Moral da história: para fazer essa modulação de Dó maior para Ré maior, nós mudamos a função de Sol: ele deixou de ser quinto grau e passou a ser utilizado como quarto grau. Essa é uma maneira interessante de modular, pois nós confundimos o ouvinte fazendo um mesmo acorde atuar com outra função. Muitas vezes, essa técnica bem empregada faz a modulação ficar quase imperceptível; a tonalidade muda e o ouvinte desavisado nem percebe!
Bom, a definição que mostramos até agora não é a única possível para modulação diatônica. Por exemplo, numa música em Dó maior, depois de Sol poderia vir o acorde Dó menor, e nesse caso estaríamos modulando para o tom paralelo usando Sol como dominante, ou seja, ele não mudou de função, apesar de ter levado a música para outra tonalidade.

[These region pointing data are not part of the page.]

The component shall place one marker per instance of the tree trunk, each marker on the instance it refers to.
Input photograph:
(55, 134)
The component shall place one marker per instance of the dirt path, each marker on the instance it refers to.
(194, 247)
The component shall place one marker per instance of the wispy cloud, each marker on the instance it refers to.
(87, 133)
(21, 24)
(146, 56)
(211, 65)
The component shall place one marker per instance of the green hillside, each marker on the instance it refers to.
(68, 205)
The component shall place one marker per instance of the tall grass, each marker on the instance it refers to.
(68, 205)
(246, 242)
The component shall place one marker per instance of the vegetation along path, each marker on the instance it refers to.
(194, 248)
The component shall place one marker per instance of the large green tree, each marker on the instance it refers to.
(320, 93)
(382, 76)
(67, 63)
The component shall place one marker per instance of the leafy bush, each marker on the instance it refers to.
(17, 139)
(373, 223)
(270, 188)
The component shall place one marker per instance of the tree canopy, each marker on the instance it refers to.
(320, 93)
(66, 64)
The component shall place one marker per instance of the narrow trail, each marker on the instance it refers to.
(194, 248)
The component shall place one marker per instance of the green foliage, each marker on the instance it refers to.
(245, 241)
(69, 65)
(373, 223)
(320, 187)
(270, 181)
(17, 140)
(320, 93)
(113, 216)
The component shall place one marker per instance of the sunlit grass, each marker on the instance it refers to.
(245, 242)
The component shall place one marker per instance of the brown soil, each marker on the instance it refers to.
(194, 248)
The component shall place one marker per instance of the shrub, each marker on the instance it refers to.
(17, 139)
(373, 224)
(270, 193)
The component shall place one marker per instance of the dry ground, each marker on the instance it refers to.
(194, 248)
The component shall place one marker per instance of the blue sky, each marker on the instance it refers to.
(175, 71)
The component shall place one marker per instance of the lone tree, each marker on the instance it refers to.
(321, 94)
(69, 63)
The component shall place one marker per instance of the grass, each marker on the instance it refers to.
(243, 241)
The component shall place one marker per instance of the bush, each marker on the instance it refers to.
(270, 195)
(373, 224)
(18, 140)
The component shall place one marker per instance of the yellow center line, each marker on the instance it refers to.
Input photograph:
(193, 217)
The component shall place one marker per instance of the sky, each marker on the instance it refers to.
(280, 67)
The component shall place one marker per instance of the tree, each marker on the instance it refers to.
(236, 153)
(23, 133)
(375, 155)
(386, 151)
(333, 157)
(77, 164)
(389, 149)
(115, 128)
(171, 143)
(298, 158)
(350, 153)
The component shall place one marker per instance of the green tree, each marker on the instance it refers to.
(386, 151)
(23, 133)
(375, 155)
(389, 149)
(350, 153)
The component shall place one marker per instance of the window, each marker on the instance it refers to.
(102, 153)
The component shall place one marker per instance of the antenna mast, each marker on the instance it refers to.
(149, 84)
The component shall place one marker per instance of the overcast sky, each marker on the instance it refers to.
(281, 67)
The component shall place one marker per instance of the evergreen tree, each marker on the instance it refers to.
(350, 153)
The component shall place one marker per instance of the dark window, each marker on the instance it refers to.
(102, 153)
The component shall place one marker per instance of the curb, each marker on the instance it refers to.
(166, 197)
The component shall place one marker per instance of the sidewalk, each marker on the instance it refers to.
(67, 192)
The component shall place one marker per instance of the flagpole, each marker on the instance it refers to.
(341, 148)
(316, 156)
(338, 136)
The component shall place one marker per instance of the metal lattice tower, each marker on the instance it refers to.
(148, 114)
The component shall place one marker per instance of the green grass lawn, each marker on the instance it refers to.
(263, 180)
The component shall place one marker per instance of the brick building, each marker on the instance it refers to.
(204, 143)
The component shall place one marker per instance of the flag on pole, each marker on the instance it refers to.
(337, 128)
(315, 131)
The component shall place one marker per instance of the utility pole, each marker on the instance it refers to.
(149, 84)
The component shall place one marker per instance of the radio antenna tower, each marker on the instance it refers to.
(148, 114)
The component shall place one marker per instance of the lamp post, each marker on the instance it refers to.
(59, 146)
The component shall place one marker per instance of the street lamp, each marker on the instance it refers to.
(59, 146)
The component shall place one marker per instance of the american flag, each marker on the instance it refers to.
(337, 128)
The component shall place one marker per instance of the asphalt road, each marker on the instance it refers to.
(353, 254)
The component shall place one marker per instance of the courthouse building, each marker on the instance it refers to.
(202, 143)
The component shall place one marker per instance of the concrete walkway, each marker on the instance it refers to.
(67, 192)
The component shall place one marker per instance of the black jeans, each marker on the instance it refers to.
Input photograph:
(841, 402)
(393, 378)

Portanto, uma definição mais abrangente para modulação diatônica seria utilizar um acorde presente no campo harmônico original para levar a música até outro campo harmônico. Muitos autores também chamam esse tipo de modulação de “modulação por acorde comum/ pivô”.
Se fossemos pensar em cada possibilidade de modulação, ficaríamos até amanhã aqui falando sobre como é possível mudar a função harmônica de um acorde (poderíamos transformar um V7 em dominante secundário; este, por sua vez, poderia virar um subV7, etc. etc.). Não vale a pena ficar discorrendo sobre esses inúmeros casos, pois seria muito entediante. Basta que o conceito tenha sido entendido, pois os exemplos e ideias aparecerão quando fizermos análises em músicas.